La raison ? Peut-être cette lumière, si particulière, qui attirerait ici les caméras depuis 1925. La façon dont le soleil brûle la garrigue des campagnes, mais épargne les figuiers de Barbarie. Et colore, du doré au rosé, la globigérine, cette pierre calcaire qui sert à la construction depuis des millénaires des forteresses et des 300 églises que compte l’île.


La capitale de Malte, La Valette, a été mise en scène pour des films comme «World War Z» ou «Midnight Express». Photo Jean-Michel Sicot


Fables. Les paysages, spectaculaires, font aussi cavaler l’imaginaire. On projette volontiers des fables romantiques dans les ruelles entrelacées et les palais baroques de Mdina, l’ancienne capitale. On rêvasse à des histoires de pirates face aux eaux turquoise du Blue Lagoon de l’île de Comino et aux falaises déchiquetées de Dingli qui tombent à pic dans la Méditerranée. Dans le port de Marsaxlokk, on se brode des épopées de marins échoués, à la vue des luzzus, ces bateaux peints en jaune, rouge, vert et bleu, qui portent sur leur proue un œil censé les protéger. Même les stations balnéaires bétonnées du nord inspirent des histoires d’agents secrets.


Tous les lieux emblématiques de Malte ont été exploités sur la pellicule. Même le palais Saint-Antoine, la résidence présidentielle, a été utilisé. Mais, si on emprunte volontiers ses décors, l’intrigue des films, elle, ne se passe jamais sur l’archipel. La plage de Golden Bay, une des rares de sable, qui a vu débarquer Brad Pitt en Achille, se transforme en Troie antique. Les Trois Cités (nom générique donné aux villes de Vittoriosa, Cospicua, et Sanglea, plus connues sous leurs anciens noms de Birgu, Bormla et L-Isla) deviennent le Liban dans Munich quand l’Azure Window à Gozo, une arche naturelle de calcaire surplombant la mer, se mue en porte de l’enfer où Persée décapite la Gorgone Méduse.


Fantasme.
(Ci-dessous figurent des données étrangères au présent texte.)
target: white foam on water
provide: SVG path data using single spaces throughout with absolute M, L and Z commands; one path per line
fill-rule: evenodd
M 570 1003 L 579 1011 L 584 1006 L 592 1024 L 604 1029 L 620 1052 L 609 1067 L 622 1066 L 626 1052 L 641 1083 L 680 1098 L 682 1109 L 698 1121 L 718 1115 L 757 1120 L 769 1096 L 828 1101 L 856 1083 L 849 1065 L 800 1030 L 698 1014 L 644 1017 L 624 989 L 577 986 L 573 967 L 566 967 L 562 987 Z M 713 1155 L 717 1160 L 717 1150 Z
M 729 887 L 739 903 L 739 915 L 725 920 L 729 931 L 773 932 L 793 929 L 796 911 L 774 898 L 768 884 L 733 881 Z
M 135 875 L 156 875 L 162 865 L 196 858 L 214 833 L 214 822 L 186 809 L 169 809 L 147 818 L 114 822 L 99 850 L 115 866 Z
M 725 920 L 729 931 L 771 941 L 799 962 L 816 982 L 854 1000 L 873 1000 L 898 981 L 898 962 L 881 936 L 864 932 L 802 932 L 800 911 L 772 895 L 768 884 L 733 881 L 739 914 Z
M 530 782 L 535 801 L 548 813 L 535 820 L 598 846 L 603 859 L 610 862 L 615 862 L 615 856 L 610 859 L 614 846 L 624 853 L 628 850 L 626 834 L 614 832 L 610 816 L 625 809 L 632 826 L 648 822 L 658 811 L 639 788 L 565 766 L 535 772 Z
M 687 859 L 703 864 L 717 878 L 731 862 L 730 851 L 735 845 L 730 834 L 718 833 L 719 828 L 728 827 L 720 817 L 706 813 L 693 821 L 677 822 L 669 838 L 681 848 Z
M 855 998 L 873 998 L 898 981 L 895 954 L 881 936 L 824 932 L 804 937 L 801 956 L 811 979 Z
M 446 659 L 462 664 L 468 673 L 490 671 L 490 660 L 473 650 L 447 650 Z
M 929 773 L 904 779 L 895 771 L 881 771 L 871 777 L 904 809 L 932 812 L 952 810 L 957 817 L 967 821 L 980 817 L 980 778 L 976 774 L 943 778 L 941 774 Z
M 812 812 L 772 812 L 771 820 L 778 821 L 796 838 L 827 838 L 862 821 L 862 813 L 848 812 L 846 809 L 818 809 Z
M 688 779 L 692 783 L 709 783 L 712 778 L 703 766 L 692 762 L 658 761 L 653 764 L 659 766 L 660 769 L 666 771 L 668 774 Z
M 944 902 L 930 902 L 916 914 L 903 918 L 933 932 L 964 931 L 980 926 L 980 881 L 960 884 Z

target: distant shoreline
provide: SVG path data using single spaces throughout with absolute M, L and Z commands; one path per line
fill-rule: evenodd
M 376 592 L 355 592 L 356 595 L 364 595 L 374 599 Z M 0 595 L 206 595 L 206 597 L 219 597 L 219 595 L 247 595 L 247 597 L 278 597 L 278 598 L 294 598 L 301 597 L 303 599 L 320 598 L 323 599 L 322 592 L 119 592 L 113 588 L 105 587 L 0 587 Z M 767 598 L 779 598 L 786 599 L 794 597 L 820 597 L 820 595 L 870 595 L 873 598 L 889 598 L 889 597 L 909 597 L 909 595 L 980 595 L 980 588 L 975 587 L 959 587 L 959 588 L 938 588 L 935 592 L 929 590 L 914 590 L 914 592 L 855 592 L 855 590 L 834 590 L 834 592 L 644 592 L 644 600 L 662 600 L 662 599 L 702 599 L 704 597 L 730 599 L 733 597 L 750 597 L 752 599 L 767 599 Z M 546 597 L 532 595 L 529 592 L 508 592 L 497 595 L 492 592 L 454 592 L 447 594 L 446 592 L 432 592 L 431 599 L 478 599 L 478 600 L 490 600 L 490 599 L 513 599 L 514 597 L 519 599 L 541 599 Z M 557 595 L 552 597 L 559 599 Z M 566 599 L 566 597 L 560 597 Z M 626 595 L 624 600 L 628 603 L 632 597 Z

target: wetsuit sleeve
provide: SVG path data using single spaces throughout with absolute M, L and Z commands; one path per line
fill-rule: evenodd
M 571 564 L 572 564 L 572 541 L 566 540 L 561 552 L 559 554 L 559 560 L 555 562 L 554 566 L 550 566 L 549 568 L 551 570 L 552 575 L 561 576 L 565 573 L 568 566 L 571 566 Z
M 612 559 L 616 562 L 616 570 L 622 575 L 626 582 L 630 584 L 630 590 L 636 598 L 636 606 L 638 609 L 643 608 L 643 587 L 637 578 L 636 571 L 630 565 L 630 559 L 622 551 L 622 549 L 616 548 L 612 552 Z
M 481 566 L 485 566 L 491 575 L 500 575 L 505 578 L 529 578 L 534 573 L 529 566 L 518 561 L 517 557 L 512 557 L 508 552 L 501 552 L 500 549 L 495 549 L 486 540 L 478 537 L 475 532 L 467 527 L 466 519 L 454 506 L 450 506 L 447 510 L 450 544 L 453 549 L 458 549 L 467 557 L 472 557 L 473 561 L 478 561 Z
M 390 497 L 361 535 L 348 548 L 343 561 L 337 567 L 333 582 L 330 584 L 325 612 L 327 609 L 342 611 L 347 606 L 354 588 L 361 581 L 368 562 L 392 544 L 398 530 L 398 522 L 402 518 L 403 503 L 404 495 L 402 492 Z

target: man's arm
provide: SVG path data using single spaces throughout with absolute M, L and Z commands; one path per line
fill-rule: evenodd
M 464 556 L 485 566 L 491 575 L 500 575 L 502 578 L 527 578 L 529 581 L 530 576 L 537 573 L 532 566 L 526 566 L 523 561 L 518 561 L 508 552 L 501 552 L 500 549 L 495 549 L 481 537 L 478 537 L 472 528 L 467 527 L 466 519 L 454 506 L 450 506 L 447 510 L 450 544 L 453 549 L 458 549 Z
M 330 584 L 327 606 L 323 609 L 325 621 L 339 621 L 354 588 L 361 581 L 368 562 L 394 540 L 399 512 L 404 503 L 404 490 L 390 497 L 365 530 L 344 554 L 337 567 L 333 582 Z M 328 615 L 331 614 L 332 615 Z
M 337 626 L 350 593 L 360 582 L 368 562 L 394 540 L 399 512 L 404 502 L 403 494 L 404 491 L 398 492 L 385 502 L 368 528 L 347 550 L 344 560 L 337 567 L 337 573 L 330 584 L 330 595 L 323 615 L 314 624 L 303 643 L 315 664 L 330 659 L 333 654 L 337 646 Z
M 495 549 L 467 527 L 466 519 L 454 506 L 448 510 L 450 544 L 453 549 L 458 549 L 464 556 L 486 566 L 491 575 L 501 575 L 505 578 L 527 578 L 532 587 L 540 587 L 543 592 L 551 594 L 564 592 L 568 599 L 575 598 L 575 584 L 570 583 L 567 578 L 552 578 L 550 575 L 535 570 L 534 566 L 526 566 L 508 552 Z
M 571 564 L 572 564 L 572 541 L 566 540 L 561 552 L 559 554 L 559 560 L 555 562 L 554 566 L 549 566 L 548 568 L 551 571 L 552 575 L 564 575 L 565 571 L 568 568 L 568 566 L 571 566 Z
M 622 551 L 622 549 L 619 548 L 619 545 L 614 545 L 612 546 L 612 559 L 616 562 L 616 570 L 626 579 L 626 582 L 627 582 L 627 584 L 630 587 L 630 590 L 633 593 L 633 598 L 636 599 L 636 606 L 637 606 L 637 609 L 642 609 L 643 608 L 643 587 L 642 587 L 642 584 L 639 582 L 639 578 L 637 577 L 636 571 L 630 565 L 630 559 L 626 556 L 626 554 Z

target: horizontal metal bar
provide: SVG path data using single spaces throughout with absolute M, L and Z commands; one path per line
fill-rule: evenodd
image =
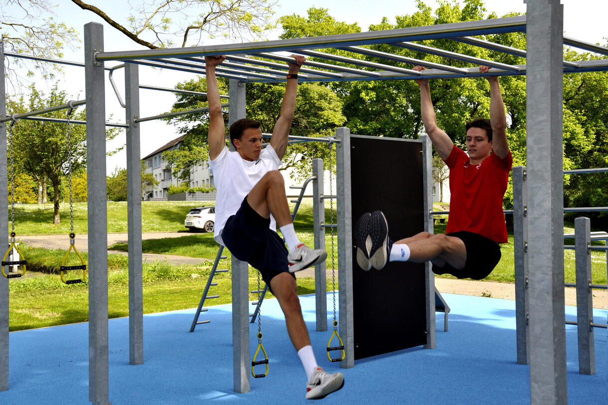
M 222 108 L 228 107 L 230 104 L 222 104 Z M 168 118 L 170 117 L 178 117 L 179 116 L 185 115 L 187 114 L 194 114 L 195 112 L 204 112 L 205 111 L 209 111 L 209 107 L 201 107 L 200 108 L 193 108 L 192 109 L 187 109 L 183 111 L 176 111 L 174 112 L 167 112 L 167 114 L 161 114 L 157 116 L 154 116 L 153 117 L 146 117 L 145 118 L 138 118 L 136 120 L 133 120 L 134 122 L 143 122 L 144 121 L 151 121 L 152 120 L 157 120 L 160 118 Z
M 84 68 L 85 64 L 81 62 L 72 62 L 69 60 L 62 60 L 61 59 L 52 59 L 51 58 L 43 58 L 42 57 L 33 56 L 32 55 L 24 55 L 22 54 L 13 54 L 12 52 L 4 52 L 5 56 L 12 57 L 13 58 L 18 58 L 19 59 L 29 59 L 30 60 L 37 60 L 41 62 L 49 62 L 50 63 L 57 63 L 57 64 L 66 64 L 71 66 L 78 66 L 80 68 Z M 103 67 L 103 69 L 106 71 L 111 71 L 113 69 L 116 69 L 116 66 Z
M 297 51 L 297 52 L 299 54 L 302 54 L 303 55 L 313 57 L 314 58 L 321 58 L 322 59 L 333 60 L 336 62 L 350 63 L 351 64 L 354 64 L 359 66 L 364 66 L 365 68 L 371 68 L 372 69 L 377 69 L 380 71 L 396 72 L 397 73 L 401 73 L 406 75 L 412 75 L 413 76 L 416 76 L 416 77 L 420 76 L 421 75 L 420 72 L 416 71 L 413 71 L 411 69 L 405 69 L 404 68 L 398 68 L 397 66 L 391 66 L 390 65 L 384 64 L 382 63 L 376 63 L 376 62 L 371 62 L 367 60 L 363 60 L 362 59 L 355 59 L 354 58 L 348 58 L 347 57 L 340 56 L 339 55 L 333 55 L 332 54 L 328 54 L 326 52 L 320 52 L 317 50 L 299 50 Z
M 526 51 L 523 49 L 514 48 L 506 45 L 501 45 L 500 44 L 497 44 L 493 42 L 490 42 L 489 41 L 485 41 L 484 40 L 480 40 L 476 38 L 473 38 L 472 36 L 461 36 L 460 38 L 452 38 L 450 39 L 454 41 L 458 41 L 458 42 L 461 42 L 465 44 L 479 46 L 491 50 L 496 50 L 503 54 L 507 54 L 508 55 L 513 55 L 514 56 L 520 57 L 522 58 L 527 57 Z M 576 62 L 571 62 L 570 61 L 564 60 L 563 61 L 563 63 L 564 66 L 570 66 L 572 68 L 578 67 L 578 64 Z
M 519 72 L 521 70 L 521 69 L 517 66 L 506 64 L 506 63 L 500 63 L 500 62 L 494 62 L 494 61 L 488 60 L 487 59 L 475 58 L 467 55 L 463 55 L 462 54 L 457 54 L 456 52 L 452 52 L 449 50 L 444 50 L 443 49 L 434 48 L 433 47 L 427 46 L 426 45 L 415 44 L 412 42 L 398 42 L 392 43 L 391 45 L 395 45 L 396 46 L 399 46 L 403 48 L 407 48 L 407 49 L 412 49 L 413 50 L 418 50 L 427 54 L 430 54 L 431 55 L 437 55 L 438 56 L 449 58 L 451 59 L 455 59 L 456 60 L 469 62 L 475 64 L 483 64 L 486 66 L 490 66 L 491 68 L 497 68 L 498 69 L 502 69 L 505 71 L 510 71 L 511 72 Z
M 572 170 L 564 170 L 564 175 L 580 175 L 586 173 L 606 173 L 608 171 L 608 167 L 597 167 L 588 169 L 573 169 Z
M 589 42 L 585 42 L 584 41 L 575 40 L 573 38 L 570 38 L 568 36 L 564 37 L 564 44 L 573 46 L 575 47 L 579 48 L 579 49 L 590 50 L 596 54 L 608 55 L 608 48 L 603 46 L 599 46 L 599 45 L 596 45 L 595 44 L 592 44 Z
M 63 122 L 67 123 L 67 120 L 64 118 L 52 118 L 50 117 L 24 117 L 22 120 L 29 120 L 30 121 L 44 121 L 48 122 Z M 70 120 L 70 123 L 86 125 L 86 121 L 82 120 Z M 129 125 L 120 123 L 119 122 L 106 122 L 106 126 L 116 126 L 117 128 L 129 128 Z
M 564 208 L 564 212 L 602 212 L 608 211 L 608 207 L 578 207 Z
M 74 108 L 79 105 L 82 105 L 83 104 L 86 104 L 86 100 L 81 100 L 80 101 L 74 101 L 71 100 L 65 104 L 62 104 L 61 105 L 55 106 L 54 107 L 49 107 L 48 108 L 43 108 L 42 109 L 37 109 L 35 111 L 29 111 L 29 112 L 24 112 L 22 114 L 13 114 L 10 116 L 0 119 L 0 122 L 4 122 L 5 121 L 16 121 L 16 120 L 20 119 L 21 118 L 25 118 L 26 117 L 32 117 L 33 116 L 40 116 L 41 114 L 46 114 L 47 112 L 52 112 L 53 111 L 57 111 L 60 109 L 66 109 L 67 108 Z
M 402 63 L 410 63 L 414 65 L 420 65 L 421 66 L 424 66 L 425 68 L 429 68 L 431 69 L 438 69 L 442 71 L 446 71 L 447 72 L 454 72 L 454 73 L 458 73 L 461 75 L 466 75 L 467 71 L 466 69 L 462 69 L 461 68 L 455 68 L 454 66 L 449 66 L 447 64 L 441 64 L 441 63 L 435 63 L 434 62 L 429 62 L 426 60 L 422 60 L 421 59 L 415 59 L 413 58 L 407 58 L 406 57 L 401 56 L 401 55 L 395 55 L 393 54 L 389 54 L 388 52 L 383 52 L 379 50 L 375 50 L 374 49 L 370 49 L 368 48 L 364 48 L 360 46 L 345 46 L 342 48 L 340 48 L 344 50 L 348 50 L 351 52 L 356 52 L 357 54 L 361 54 L 362 55 L 367 55 L 368 56 L 375 57 L 376 58 L 382 58 L 382 59 L 386 59 L 387 60 L 392 60 L 396 62 L 401 62 Z M 415 72 L 416 71 L 413 71 Z
M 526 16 L 441 24 L 429 26 L 410 27 L 392 30 L 356 32 L 338 35 L 303 37 L 290 40 L 278 40 L 260 42 L 196 46 L 183 48 L 97 52 L 97 60 L 131 60 L 158 59 L 171 57 L 231 55 L 254 52 L 278 52 L 322 47 L 340 47 L 362 45 L 421 41 L 439 38 L 466 36 L 503 32 L 523 32 L 526 29 Z
M 285 57 L 281 55 L 276 55 L 275 54 L 252 54 L 252 55 L 260 58 L 267 58 L 268 59 L 280 60 L 284 62 L 292 61 L 294 60 L 293 58 L 291 58 L 291 57 Z M 321 69 L 337 71 L 339 72 L 353 73 L 362 76 L 367 76 L 368 77 L 375 78 L 380 75 L 380 74 L 378 72 L 363 71 L 360 69 L 354 69 L 353 68 L 348 68 L 347 66 L 339 66 L 336 64 L 330 64 L 329 63 L 323 63 L 323 62 L 315 62 L 311 60 L 307 60 L 306 61 L 306 64 L 309 66 L 313 66 L 314 68 L 320 68 Z
M 262 137 L 264 138 L 272 138 L 272 134 L 263 133 Z M 299 136 L 297 135 L 289 135 L 288 139 L 291 139 L 292 140 L 301 140 L 305 142 L 325 142 L 326 144 L 339 144 L 340 140 L 339 139 L 336 139 L 336 138 L 330 136 L 327 137 L 315 137 L 313 136 Z
M 199 75 L 205 74 L 204 69 L 195 69 L 193 68 L 186 68 L 185 66 L 178 66 L 171 64 L 161 63 L 159 62 L 154 62 L 147 60 L 132 60 L 130 61 L 131 63 L 135 63 L 136 64 L 140 64 L 144 66 L 152 66 L 153 68 L 160 68 L 161 69 L 168 69 L 173 71 L 179 71 L 180 72 L 188 72 L 189 73 L 195 73 L 196 74 L 199 74 Z M 227 77 L 228 78 L 237 79 L 238 80 L 241 80 L 243 81 L 247 80 L 247 78 L 244 76 L 226 74 L 226 73 L 223 73 L 221 72 L 216 72 L 215 75 L 218 76 L 218 77 Z
M 180 93 L 182 94 L 193 94 L 195 95 L 202 95 L 207 97 L 207 93 L 203 92 L 202 91 L 193 91 L 192 90 L 182 90 L 181 89 L 169 89 L 166 87 L 157 87 L 156 86 L 147 86 L 145 85 L 140 85 L 140 89 L 147 89 L 148 90 L 159 90 L 160 91 L 168 91 L 171 93 Z M 223 95 L 222 94 L 219 95 L 221 99 L 229 99 L 227 95 Z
Si l’île sait aussi bien s’adapter aux exigences des réalisateurs, si elle arrive ainsi à se fondre dans l’ambiance, c’est qu’elle a de l’expérience. Au carrefour de la Méditerranée, souvent disputée pour sa position géographique stratégique, Malte en a vu passer. Un temps phénicienne. Un temps romaine. Puis arabe, espagnole, anglaise et même française : elle a conservé un peu de ses nombreuses influences dans sa palette de jeu. Les voitures qui roulent à gauche et les cabines téléphoniques rouges, reliquats de son appartenance, pas si ancienne, à la couronne britannique. Les auberges des chevaliers de l’ordre de Saint-Jean qui portent encore des noms français. Et sur les places des villages, entre les terrasses des cafés du Parti travailliste et du Parti nationaliste, on s’invective, façon Don Camillo, en maltais, une langue issue de l’arabe aux sonorités italiennes.


Dans ces multiples rôles de composition, c’est sa capitale, La Valette, la plus grande des interprètes. Le cinéphile le plus averti aurait du mal à la reconnaître assaillie de zombies dans World War Z ; à identifier son marché couvert dans les courses-poursuites de Midnight Express et dans le fort Saint-Elme qui veille sur l’entrée de la ville, sa terrible prison ; à deviner ses fortifications dans Alexandre d’Oliver Stone. On la prend pour Marseille, Beyrouth, Jérusalem… Il faut dire qu’écrasée sous le soleil, avec ses ruelles étroites épousant les vallons, ses balcons en bois fermés, son linge suspendu aux fenêtres, elle incarne à merveille le fantasme de la ville méditerranéenne.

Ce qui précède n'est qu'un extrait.